There is a modern multi jet fountain set into the mini square just in front of where people are sitting. The jets of water come on and off in a semi random pattern, sometimes a small stream of water, sometimes a tall column. These are a delight for most children who love to get soaked. Our grand daughter Chloe is fascinated by these - luckily her mum usually has a change of clothes with her.
We usually wander up to WH Smiths to get our paper, and carry on and get a cup of tea at a cafe at the end of the main street - it is diagonally across another roundabout. We used to walk further on and go into a very cheap cafe that I considered recommending, but they served me a very stale tea cake, and we haven't been back since. Opposite this is a church hall where they sometimes serve tea and biscuits, etc. There are lots of cafes, and tearooms in Clacton. Probably the one that is as good as any is The Cup of Coffee - see under the link
Clacton Recommended Tea Room We usually have a lunch time snack in "The Pantry", 58c Rosemary Road. Quality is high, and prices not too bad. If you do go there, try upstairs where there is more comfort and lots of room.
The town centre of Clacton is reasonably compact, with lots of roads radiating off mini roundabouts. There are lots of charity shops that we love to visit - I always have a list of books with me that I need to get to complete some series that I am reading. At the time of writing this (August 2011) I have read the first book of the Shetland Quartet by Ann Cleeves featuring DI Jimmy Perez, and have bought book four, but I need to get and read books two and three first. Happily most charity shops now have their books arranged alphabetically, and so it doesn't take too long to look for what I am after as I go from one shop to the next.

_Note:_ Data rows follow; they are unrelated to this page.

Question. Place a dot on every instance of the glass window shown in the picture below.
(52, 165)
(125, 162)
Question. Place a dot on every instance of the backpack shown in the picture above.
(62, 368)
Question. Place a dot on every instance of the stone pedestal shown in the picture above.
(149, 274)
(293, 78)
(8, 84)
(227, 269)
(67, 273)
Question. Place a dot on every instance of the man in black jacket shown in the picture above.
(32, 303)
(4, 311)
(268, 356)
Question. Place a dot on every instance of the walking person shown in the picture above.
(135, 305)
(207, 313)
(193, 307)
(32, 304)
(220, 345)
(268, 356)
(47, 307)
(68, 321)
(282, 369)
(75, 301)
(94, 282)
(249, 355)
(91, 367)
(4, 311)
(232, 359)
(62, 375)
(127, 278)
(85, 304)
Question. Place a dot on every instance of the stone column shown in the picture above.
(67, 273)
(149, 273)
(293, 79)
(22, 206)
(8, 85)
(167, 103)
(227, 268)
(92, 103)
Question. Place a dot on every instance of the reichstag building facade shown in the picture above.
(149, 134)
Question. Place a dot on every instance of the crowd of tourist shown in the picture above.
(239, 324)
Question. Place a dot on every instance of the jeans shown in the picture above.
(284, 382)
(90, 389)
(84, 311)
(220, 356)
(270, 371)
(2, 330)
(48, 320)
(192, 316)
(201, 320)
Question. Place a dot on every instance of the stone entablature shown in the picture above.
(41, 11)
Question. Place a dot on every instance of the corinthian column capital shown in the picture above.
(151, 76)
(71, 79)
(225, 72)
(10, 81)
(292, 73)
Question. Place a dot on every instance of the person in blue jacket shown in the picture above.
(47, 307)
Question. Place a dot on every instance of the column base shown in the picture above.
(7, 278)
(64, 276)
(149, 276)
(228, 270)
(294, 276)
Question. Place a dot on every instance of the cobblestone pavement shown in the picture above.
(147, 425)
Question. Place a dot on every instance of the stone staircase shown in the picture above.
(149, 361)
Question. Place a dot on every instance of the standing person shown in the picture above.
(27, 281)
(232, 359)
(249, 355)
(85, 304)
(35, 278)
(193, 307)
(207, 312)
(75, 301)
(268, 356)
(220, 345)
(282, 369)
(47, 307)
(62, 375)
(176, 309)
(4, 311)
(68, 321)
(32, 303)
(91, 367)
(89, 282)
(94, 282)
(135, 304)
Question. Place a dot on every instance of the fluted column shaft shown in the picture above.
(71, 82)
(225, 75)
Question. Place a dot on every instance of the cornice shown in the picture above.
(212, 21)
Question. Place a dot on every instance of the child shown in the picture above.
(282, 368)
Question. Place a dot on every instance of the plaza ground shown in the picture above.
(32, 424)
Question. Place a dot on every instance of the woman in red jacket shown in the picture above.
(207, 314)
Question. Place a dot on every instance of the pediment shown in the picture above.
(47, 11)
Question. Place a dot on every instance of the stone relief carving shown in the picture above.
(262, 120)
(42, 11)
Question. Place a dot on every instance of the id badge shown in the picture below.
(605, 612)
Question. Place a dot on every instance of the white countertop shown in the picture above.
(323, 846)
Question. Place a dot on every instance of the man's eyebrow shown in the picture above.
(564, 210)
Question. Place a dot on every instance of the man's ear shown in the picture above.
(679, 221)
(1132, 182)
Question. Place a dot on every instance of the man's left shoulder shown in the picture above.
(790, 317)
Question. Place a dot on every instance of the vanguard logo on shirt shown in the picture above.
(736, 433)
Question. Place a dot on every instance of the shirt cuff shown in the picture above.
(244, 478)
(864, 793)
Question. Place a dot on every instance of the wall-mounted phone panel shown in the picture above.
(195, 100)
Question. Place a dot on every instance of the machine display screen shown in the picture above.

There is a small covered market up one of the side streets, and generally a good collection of varied shops. There are some empty shops, but not as many as in some places. Clacton is in a bit of a economically depressed area, so prices are keen.
Having "done" the pier and the town centre, we have now crossed the esplanade again and are walking back towards the car through one of a series of landscaped cliff top gardens. These are usually quiet and sheltered.
If its not too hot, if there is time, and and we are feeling energetic we will probably dump any shopping (in trusty bag) in the car, and walk along the lower esplanade to Jaywick where the award of a well earned ice cream awaits.
Clacton is not as nice as Southwold which is further up the coast and into Suffolk, but Southwold is just a little too far for a day trip other than on special occasions. Clacton is as it is, and we like it - both in summer and in winter.